En Bolivia estamos atravesando una etapa oscura, no sólo en términos políticos o económicos, sino en algo más profundo y corrosivo: la degradación intelectual de nuestras autoridades. Hemos normalizado el nombramiento, designación y elección de personas sin el más mínimo conocimiento ni sentido común para ocupar cargos de alta responsabilidad. Esta no es sólo una crisis de capacidad: es una verdadera mendicidad del conocimiento.
Durante años, el país ha sido testigo de cómo importantes instituciones a nivel nacional, departamental y municipal caen en manos de personas que no tienen ni la formación ni la lucidez mínima para cumplir sus funciones. No se trata de exigir títulos colgados en la pared ni postgrados extranjeros. Se trata de algo más básico: saber dónde se está parado, tener criterio, nociones elementales del rol que se asume y, sobre todo, el mínimo de dignidad intelectual para reconocer cuándo uno no está preparado.
La participación de los movimientos sociales y de las organizaciones vivas del pueblo es legítima y necesaria. Sería absurdo negarlo. Pero una cosa es la inclusión democrática, y otra es la colonización de espacios públicos por parte de representantes sin la mínima preparación para deliberar, fiscalizar o construir políticas públicas. No basta con “pertenecer a un gremio” o haber encabezado marchas o bloqueos. Eso puede dar voz, pero no garantiza cabeza.
Lo más preocupante es que muchos de los que hoy ocupan cargos públicos por designación directa de autoridades electas —desde direcciones hasta asesorías o vocalías— no son más que bufones del poder. Muchos son gritones callejeros, defensores violentos a puñetes de sus amos políticos, y oportunistas sin ninguna dignidad. Son chaqueteros profesionales que se cambian de bando con la misma facilidad con la que cambian de discurso, buscando desesperadamente mantener su situación política vigente. Están en pleno declive de notoriedad, pero se resisten a desaparecer. Viven su ocaso revolcándose entre partidos, vendiéndose al mejor postor, prostituyéndose políticamente con tal de seguir colgados del aparato estatal.
Esos son los que están ocupando cargos.

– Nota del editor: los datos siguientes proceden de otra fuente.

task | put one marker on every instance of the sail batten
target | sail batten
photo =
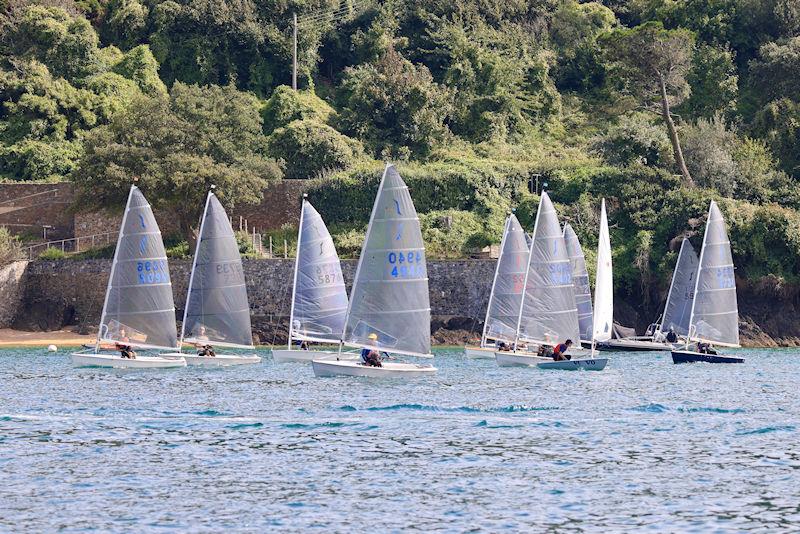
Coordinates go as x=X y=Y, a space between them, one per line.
x=138 y=309
x=217 y=310
x=319 y=302
x=548 y=312
x=715 y=311
x=389 y=299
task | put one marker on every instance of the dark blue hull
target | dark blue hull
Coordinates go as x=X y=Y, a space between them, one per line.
x=688 y=356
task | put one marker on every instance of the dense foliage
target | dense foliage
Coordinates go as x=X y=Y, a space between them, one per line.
x=657 y=105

Esos son los que aparecen en las listas. Esos son los que son designados. Y esa es la condición humana de la miseria intelectual que ha hecho del Estado boliviano un fracaso estructural. Lo han llevado a un colapso rotundo.
Mientras sigamos en manos de mediocres, Bolivia no va a salir adelante. No por mala suerte ni por conspiraciones ajenas, sino porque hemos convertido la ignorancia en un mérito, la incapacidad en un derecho, y la improvisación en rutina. Es hora de cambiar esto. Es hora de exigir que el acceso al poder tenga un mínimo filtro de conocimiento, criterio y profesionalidad. Que la inclusión no sea excusa para el desastre. Que la representación popular no sea la puerta de entrada al vacío.
Escribo esto con más claridad aún después de conocer, recientemente, la lista de algunos candidatos y de vivir de primera mano —como periodista, como ciudadano, como testigo— la gestión de autoridades electas y sus subordinados. Muchos de ellos sobreviven en un estado permanente de mendicidad intelectual. Y esta es una frase que siempre repito: no tiene ninguna ventaja el que no lee sobre el que no sabe leer. En ambos casos, el resultado es el mismo: la oscuridad. Y cuando esa oscuridad llega al poder, los que terminan pagando la cuenta son siempre los pueblos.